Au cœur du 3e arrondissement de Paris, le lycée Turgot ne se contente pas de dispenser un enseignement classique. Il abrite la seule section hip-hop reconnue par l’Éducation nationale. Ici, entre murs haussmanniens et parquets cirés, on répète des sets de break, des chorés de locking ou des combos de popping avec autant de sérieux qu’on révise une dissertation.
Chaque matin, Lorelie, Lottie et Numia enfilent leurs baskets autant que leurs cahiers. Elles viennent de France, de Belgique, d’Allemagne, parfois de plus loin encore. Sélectionnées sur audition, elles ont rejoint cette formation unique en France : un cursus mêlant rigueur scolaire et entraînements intensifs, avec à la clé un baccalauréat général… et une solide carrière potentielle dans la danse.
Une section pionnière
Créée il y a plus de dix ans par David Bérillon, figure de la scène hip-hop française, la section Turgot ne cesse de gagner en notoriété. Sous sa direction exigeante mais bienveillante, les élèves apprennent à danser, bien sûr, mais aussi à comprendre les racines de leur art, son histoire, ses codes, son langage. « L’idée n’est pas de former des stars de téléréalité, mais des artistes complets, capables de résister à la pression du milieu tout en poursuivant leurs études », explique-t-il.

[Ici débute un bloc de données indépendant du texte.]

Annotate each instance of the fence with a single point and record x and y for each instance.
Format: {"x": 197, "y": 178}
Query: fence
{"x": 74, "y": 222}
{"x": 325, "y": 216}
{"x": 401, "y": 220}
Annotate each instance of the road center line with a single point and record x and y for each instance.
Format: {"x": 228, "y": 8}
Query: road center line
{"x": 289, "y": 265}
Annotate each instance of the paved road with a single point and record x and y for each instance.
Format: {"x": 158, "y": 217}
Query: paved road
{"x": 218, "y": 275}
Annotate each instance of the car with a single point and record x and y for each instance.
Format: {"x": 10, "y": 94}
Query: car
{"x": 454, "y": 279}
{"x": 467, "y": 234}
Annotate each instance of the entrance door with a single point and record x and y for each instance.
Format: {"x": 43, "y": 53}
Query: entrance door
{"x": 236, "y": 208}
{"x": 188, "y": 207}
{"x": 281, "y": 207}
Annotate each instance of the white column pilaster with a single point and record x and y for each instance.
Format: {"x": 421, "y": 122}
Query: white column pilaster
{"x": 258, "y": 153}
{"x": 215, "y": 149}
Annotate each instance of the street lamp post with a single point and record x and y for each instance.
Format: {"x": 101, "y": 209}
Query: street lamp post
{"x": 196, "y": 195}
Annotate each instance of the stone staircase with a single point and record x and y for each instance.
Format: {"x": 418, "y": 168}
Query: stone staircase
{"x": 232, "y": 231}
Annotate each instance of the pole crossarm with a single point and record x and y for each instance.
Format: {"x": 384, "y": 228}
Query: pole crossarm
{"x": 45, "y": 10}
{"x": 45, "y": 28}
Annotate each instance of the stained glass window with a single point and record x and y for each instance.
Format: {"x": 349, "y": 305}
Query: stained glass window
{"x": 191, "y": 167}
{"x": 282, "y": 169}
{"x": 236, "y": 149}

Les jeunes y travaillent tous les styles : new style, top rock, break, mais aussi freestyle expérimental, et sont régulièrement encadrés par des chorégraphes invités. Le tout avec un emploi du temps millimétré où les heures de maths voisinent avec les battles improvisés.
Objectif JO scolaires… et plus si affinités
Certaines et certains brillent déjà sur les scènes européennes. Lorelie a remporté la médaille d’or au dernier championnat scolaire francophone, Lottie a été repérée par une compagnie norvégienne, Numia s’est hissée en finale des JO scolaires en freestyle solo. Tous et toutes rêvent d’intégrer plus tard une compagnie, de créer leurs propres shows, ou de représenter la France dans les compétitions internationales.
Le lycée a su tisser des liens avec les milieux professionnels, permettant aux élèves de se produire dans des festivals, de participer à des workshops avec des pointures comme Salah ou Anne Nguyen, et d’avoir un pied dans la réalité artistique sans sacrifier leur parcours académique.
Une école de vie
Mais au-delà de la performance, Turgot enseigne aussi une éthique. Celle du collectif, du respect, de l’effort. Pas de place ici pour les egos surdimensionnés. Le hip-hop enseigné est un outil d’émancipation, un langage pour se raconter, pour créer, pour avancer.
« J’ai appris à me tenir, à parler devant les autres, à mener un projet », raconte Numia. « Avant, je dansais pour moi. Aujourd’hui, je comprends que je peux danser pour les autres aussi. »
Et dans une société où les parcours artistiques sont souvent dévalorisés ou mal compris, l’existence même d’une telle section est une promesse : celle que la passion, la discipline et la créativité peuvent avoir droit de cité… même entre les murs d’un lycée républicain.